Ar9av By Ar9av schedule Updated 6/13/2026

name: content-refinement-agent description: Step 5 of the PaperOrchestra pipeline (arXiv:2604.05018). Iteratively refine drafts/paper.tex by simulating peer review and applying targeted revisions, with strict accept/revert halt rules, deterministic 0-100 decision bands (Accept/Minor/Major/Reject) that drive a target-met early stop, and a Devil's Advocate concession-threshold guard that blocks acceptance on unresolved critical findings. Maintains a worklog and snapshots each iteration so revert is real, not symbolic. TRIGGER when the orchestrator delegates Step 5 or when the user asks to "refine the draft", "iterate on the paper", or "run peer review on this paper". data_access_level: verified_only

Content Refinement Agent (Step 5)

Faithful implementation of the Content Refinement Agent from PaperOrchestra (Song et al., 2026, arXiv:2604.05018, §4 Step 5, App. F.1 pp. 49–51).

Cost: ~5–7 LLM calls (App. B), typically ~3 refinement iterations, each consisting of one reviewer call and one revision call.

The paper highlights this step as one of the largest contributors to overall quality: refinement alone accounts for +19% (CVPR) and +22% (ICLR) absolute acceptance-rate improvement (Fig. 4). Get this step right.

Inputs

  • workspace/drafts/paper.tex — output of Step 4
  • workspace/inputs/conference_guidelines.md
  • workspace/inputs/experimental_log.md — used as ground truth for the hallucination check
  • workspace/citation_pool.json / workspace/refs.bib — the allowed bibliography

Outputs

  • workspace/refinement/iter1/, iter2/, iter3/ — per-iteration snapshots containing paper.tex, paper.pdf, review.json, score.json
  • workspace/refinement/worklog.json — append-only history of decisions
  • workspace/final/paper.tex and workspace/final/paper.pdf — copy of the best accepted snapshot

The refinement loop

prev_score = score(paper.tex)                  # baseline from initial draft
snapshot iter0/

for iter in 1..ITER_CAP (default 3):
    1. simulate_review(paper.tex) → review.json
       (uses `references/reviewer-rubric.md` rubric)

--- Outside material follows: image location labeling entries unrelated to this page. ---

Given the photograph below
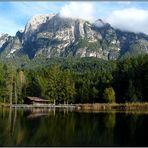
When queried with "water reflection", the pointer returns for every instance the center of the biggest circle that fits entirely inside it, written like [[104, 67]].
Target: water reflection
[[62, 127]]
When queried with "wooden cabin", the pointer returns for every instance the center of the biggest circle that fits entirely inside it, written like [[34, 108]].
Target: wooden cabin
[[35, 100]]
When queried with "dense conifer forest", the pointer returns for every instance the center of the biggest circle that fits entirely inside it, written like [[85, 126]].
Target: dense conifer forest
[[76, 80]]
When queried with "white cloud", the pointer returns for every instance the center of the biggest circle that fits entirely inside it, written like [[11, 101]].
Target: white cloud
[[9, 26], [131, 19], [124, 2], [83, 10]]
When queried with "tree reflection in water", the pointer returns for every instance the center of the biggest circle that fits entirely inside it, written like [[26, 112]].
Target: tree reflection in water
[[53, 127]]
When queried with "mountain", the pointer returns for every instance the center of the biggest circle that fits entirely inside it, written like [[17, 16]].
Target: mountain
[[51, 35]]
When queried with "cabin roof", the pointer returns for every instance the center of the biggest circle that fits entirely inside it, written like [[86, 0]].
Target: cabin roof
[[36, 99]]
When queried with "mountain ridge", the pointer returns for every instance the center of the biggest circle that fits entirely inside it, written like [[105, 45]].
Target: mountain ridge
[[51, 36]]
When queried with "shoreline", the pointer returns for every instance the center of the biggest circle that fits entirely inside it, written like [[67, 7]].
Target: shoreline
[[114, 106], [142, 106]]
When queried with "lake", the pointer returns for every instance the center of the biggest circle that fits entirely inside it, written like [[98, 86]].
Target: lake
[[62, 127]]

    2. apply_revision(paper.tex, review.json) → new_paper.tex
       (uses verbatim Refinement Agent prompt at `references/prompt.md`)

    3. snapshot iter<N>/ with new_paper.tex, review.json
       latexmk -pdf new_paper.tex → iter<N>/paper.pdf

    4. score(new_paper.tex) → curr_score

    5. decide via score_delta.py:
       - if curr.overall > prev.overall:                       ACCEPT
       - elif curr.overall == prev.overall and net_subaxis ≥0: ACCEPT
       - else:                                                 REVERT

    6. apply_worklog.py to append the decision

    7. if REVERT or no actionable weaknesses or iter == ITER_CAP: HALT

    paper.tex ← new_paper.tex   (only on ACCEPT)
    prev_score ← curr_score

cp <best iter>/paper.tex → workspace/final/paper.tex

The "best" snapshot at HALT is the one with the highest accepted overall score. On a REVERT halt, the best is the iteration immediately before the revert.

Step-by-step

0. Pre-refinement integrity gate

Before snapshotting or scoring the initial draft, run two gates in order:

Gate A — AI failure modes (load references/ai-failure-modes.md, runs once):

Load references/ai-failure-modes.md (which points to skills/shared/ai_failure_modes.md). Run all 7 checks against the draft and the inputs. This gate runs once only, at the start of iteration 1.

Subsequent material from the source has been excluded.